No outono de 1935, o escritor mais uma vez vivenciou experiência semelhante a que o amigo Dickinson tinha passado em vida. Ele teve que se submeter a uma cirurgia de próstata, após sofrer por dois anos com um problema de bexiga e fortes dores de cabeça. Sua alarmista mãe estava convencida de que ele não sobreviveria à operação e ele, lembrando-se do desfecho de Dickinson, estava inclinado a achar o mesmo. A cirurgia foi um sucesso e o alívio suplantou os temores.

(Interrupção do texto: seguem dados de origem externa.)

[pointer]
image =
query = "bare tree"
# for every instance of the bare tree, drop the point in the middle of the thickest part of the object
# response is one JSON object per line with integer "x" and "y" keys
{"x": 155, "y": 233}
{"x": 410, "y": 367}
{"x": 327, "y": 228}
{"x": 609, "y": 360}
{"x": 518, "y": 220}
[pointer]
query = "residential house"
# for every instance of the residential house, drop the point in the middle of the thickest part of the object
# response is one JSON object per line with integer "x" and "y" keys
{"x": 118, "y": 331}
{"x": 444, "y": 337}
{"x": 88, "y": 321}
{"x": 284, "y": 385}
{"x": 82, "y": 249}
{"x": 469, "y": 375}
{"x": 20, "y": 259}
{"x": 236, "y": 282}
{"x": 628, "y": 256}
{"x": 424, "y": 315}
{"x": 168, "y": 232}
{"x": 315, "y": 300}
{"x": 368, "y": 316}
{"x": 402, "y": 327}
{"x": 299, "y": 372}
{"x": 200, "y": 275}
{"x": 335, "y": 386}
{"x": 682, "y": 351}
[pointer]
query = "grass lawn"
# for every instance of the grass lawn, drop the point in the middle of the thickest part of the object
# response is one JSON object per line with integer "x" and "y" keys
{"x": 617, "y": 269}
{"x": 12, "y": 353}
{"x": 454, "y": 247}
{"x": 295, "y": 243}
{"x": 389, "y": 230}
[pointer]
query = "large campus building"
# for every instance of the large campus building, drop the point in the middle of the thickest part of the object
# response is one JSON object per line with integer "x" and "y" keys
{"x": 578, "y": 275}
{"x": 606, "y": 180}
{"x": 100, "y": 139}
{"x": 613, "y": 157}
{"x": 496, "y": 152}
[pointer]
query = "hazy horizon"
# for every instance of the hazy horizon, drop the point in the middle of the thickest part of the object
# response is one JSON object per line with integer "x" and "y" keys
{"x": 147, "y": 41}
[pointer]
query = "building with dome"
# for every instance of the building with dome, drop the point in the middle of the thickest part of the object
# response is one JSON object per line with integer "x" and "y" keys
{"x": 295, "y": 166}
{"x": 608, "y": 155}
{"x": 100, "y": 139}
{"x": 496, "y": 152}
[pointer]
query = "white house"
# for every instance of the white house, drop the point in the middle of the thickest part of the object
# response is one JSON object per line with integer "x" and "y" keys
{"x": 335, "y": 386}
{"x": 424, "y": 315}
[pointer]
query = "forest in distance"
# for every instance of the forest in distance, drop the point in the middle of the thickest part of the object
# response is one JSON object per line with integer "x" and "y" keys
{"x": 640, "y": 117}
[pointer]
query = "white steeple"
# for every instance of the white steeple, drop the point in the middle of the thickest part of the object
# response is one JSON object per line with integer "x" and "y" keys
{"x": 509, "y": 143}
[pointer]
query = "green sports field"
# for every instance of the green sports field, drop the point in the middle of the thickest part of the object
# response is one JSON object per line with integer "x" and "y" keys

Dickinson fotografado por Walter Stoneman em 1931, um ano antes de sua morte. | Foto: National Portrait Gallery, Londres. |
"Dickinson era a quintessência de um certo tipo de professor de Cambridge, e certamente constituiu um Forsterian ideal.Tímido, erudito, discreto homossexual, de coração caloroso, mas com uma mente afiada, ele incorporava qualidades que, no devido tempo, passaram a ser associadas com o próprio Forster."
"Eu o atraí para mim; é estranho exercer poder sobre alguém que se respeita, e cansativamente o suficiente, isso não aumenta o respeito. A guerra o estilhaçou e inspirou pouco mais que uma lamúria. Ele se sente velho. - Mesmo assim, estamos finalmente numa base de camaradagem. Maurice fez isso."